“编织些杂物,让同乡人拿去卖,收成欠佳,只得购粮,但张渠帅来了之后,行市吃紧,米粮价格蹿升,一年前就吃不起喽!”食野菜,吃糠物,能活一条命已算万幸。
“国家战事频繁,只能苦了大众,实乃朝廷之过。”张安惋惜自责,见了民生风貌,方知非一人之力所能及。
“一到这年头儿,士卒成了紧俏人,人人都想谋一口饭吃,听说中山出了个厉害的将军,一日三餐开了先河,若是在他帐下当职,那可就不愁吃穿了。”血斑汉略微羡慕的说道。

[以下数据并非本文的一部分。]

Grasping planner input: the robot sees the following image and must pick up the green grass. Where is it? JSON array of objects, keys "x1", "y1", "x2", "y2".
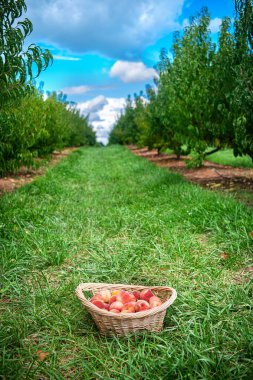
[
  {"x1": 0, "y1": 147, "x2": 253, "y2": 380},
  {"x1": 207, "y1": 149, "x2": 253, "y2": 168}
]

张安无言以对,这本是最简单的要求,却成了天大的恩赐,真是汉家的笑话。
“客家怎不言语?是我说错话了吗?”血斑汉讪笑道。
“老哥说的对,相谈甚久,还未问老哥姓甚名谁?”张安欲探个门户。
“赵孝,字子悌,就是这真定人,父母早亡,无妻无儿,幸有一胞弟。”赵孝年近四十,一生与山野为伴,知足常乐,别无多求。
“老哥既有一兄弟,怎不见在家中啊。”张安爱与人闲谈家常,胜过辩论军国大事,朝廷风云。
“弟外出学艺未归,至今已有二十年,他是永寿二年生人,过了九月,便三十有二了。”赵孝一谈起弟弟满目红光,思绪寄托无法与人言。
二十年不曾归家,又逢这动荡乱世,何处去寻此人?只怕消亡也无人可知,但张安无法直言,赵孝染病能活如此时日,多是这份想念所寄,怎可坏了他人期盼?
“二十年学艺,想必也是个人物。老哥,吾还有要事在身,咱们山水相逢,来日会面。”张安见时日不早,便想抽身离去。
“客家一路慢行,这钱财还是拿走吧!”赵孝今日与人说了心事,兴致高昂。